Там монголы только что отметили праздник круговращения Майдари, по традиции завершившийся скачками, состязаниями борцов и стрелков из лука. Лучники расстреливали глиняные головы китайцев, которыми в этом году заменили прежние аполитичные мишени. В монгольской и китайской части города жизнь шла обычным порядком, но в русской колонии тревога перешла в панику.

Комендантство и штаб исчезли, не позаботившись о лошадях даже для офицерских семей, не говоря уж обо всех тех, кто имел основания бояться неумолимо приближающихся победителей. Раздобыть лошадь с телегой было неимоверно трудно, но и таких счастливчиков не выпускали из города. Монголы, отыгрываясь за мобилизации, реквизиции и унижения со стороны русских начальников, требовали предъявить разрешение на выезд. Некоторых при этом "обобрали до верхнего платья включительно". К кому нужно обращаться за этими разрешениями, никто не знал.
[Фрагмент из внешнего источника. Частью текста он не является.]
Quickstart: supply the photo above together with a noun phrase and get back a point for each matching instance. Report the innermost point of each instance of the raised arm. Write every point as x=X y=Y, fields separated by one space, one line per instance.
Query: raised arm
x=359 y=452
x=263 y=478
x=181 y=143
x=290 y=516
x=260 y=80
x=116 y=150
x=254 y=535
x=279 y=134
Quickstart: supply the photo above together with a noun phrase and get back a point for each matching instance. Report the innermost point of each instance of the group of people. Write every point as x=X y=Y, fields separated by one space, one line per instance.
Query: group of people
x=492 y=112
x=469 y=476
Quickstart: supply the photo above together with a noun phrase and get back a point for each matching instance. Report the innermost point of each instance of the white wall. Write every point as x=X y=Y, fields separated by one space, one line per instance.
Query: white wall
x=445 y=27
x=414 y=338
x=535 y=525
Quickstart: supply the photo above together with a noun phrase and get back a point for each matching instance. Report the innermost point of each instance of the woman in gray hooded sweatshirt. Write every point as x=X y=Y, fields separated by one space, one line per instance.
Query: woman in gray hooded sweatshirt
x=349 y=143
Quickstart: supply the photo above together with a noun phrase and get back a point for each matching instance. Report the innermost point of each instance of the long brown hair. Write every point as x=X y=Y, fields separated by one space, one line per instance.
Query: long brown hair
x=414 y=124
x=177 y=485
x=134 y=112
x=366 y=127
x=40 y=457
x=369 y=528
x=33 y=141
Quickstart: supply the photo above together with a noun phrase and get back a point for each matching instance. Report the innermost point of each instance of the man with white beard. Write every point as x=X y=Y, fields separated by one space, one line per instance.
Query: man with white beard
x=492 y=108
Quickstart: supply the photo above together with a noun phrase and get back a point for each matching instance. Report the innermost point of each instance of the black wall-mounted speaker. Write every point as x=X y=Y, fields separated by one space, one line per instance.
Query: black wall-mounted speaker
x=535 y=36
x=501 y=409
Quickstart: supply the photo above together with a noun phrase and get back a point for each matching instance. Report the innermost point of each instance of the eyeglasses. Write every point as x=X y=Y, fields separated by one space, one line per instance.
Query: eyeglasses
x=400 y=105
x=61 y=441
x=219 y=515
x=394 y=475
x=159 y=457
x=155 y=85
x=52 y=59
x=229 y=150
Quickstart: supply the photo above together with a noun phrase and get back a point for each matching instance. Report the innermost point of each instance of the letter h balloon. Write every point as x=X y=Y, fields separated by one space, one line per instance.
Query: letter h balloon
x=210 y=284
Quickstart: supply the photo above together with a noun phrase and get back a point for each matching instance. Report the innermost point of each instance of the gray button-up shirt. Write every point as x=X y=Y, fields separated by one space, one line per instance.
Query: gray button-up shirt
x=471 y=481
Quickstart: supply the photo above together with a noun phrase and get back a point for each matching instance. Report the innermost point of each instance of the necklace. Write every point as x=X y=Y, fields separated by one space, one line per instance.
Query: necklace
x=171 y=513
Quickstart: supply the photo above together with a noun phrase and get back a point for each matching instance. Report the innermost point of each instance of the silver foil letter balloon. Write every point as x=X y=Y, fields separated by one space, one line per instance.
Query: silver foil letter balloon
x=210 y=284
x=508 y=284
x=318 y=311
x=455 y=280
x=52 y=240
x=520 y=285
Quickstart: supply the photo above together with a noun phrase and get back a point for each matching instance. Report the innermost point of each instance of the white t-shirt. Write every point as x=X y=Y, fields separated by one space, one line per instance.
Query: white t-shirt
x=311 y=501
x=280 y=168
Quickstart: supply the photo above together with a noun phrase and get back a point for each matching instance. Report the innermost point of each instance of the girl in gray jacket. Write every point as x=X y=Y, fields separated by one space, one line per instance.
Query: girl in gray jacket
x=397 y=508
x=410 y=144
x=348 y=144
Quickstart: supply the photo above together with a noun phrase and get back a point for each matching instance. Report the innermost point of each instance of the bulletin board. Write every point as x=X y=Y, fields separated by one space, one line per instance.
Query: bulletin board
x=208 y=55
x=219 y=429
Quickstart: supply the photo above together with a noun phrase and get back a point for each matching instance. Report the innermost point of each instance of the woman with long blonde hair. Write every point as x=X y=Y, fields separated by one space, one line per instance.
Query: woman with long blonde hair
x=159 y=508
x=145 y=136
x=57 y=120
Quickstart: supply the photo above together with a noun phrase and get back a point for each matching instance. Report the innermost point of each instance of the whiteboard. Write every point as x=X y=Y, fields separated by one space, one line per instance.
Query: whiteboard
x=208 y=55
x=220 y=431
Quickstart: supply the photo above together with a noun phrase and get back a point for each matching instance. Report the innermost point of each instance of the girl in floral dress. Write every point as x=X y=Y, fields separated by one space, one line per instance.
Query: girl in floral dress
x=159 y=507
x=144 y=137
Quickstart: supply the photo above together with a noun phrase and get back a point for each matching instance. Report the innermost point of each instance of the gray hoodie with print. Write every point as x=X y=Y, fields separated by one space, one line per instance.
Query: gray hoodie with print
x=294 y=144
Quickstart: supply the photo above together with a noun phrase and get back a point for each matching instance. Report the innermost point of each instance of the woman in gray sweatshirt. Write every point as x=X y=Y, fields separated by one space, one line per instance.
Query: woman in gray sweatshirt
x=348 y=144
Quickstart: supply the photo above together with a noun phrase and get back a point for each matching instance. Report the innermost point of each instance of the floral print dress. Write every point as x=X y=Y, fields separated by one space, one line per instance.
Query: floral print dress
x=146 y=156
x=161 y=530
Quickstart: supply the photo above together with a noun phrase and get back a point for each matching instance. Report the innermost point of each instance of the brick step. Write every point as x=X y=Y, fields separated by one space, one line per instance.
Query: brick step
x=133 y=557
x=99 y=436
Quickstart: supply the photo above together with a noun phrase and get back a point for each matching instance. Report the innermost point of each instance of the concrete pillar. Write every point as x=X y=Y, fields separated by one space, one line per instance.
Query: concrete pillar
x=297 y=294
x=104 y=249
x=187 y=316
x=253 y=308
Богдо-гэген был вне досягаемости, министры ни во что не вмешивались и ни на какие просьбы не реагировали. Осторожный Джалханцза-хутухта вообще предпочел переждать смутное время вдали от столицы.

Все доверенные лица Унгерна, включая начальников "тылового штаба" Ивановского и Войцеховича, на автомобилях бежали на восток, оставив штабную канцелярию со всеми документами, но захватив личное имущество и дивизионную казну. Старший врач Клингенберг, в обмен на деньги и драгоценности обещавший ургинским евреям спасение, а потом наводивший на них убийц, увез все награбленное, но бросил на произвол судьбы госпиталь с более чем сотней раненых. Для них не нашлось ни лошадей, ни подвод. Раненые "метались, просили, чтобы их вывезли из города, молили, грозили - все напрасно". Героем этих дней стал все тот же Циркулинский. Он провел эвакуацию госпиталя и, как капитан тонущего корабля, последним покинул столицу вечером 6 июля, когда на окраинах уже появились красные разъезды.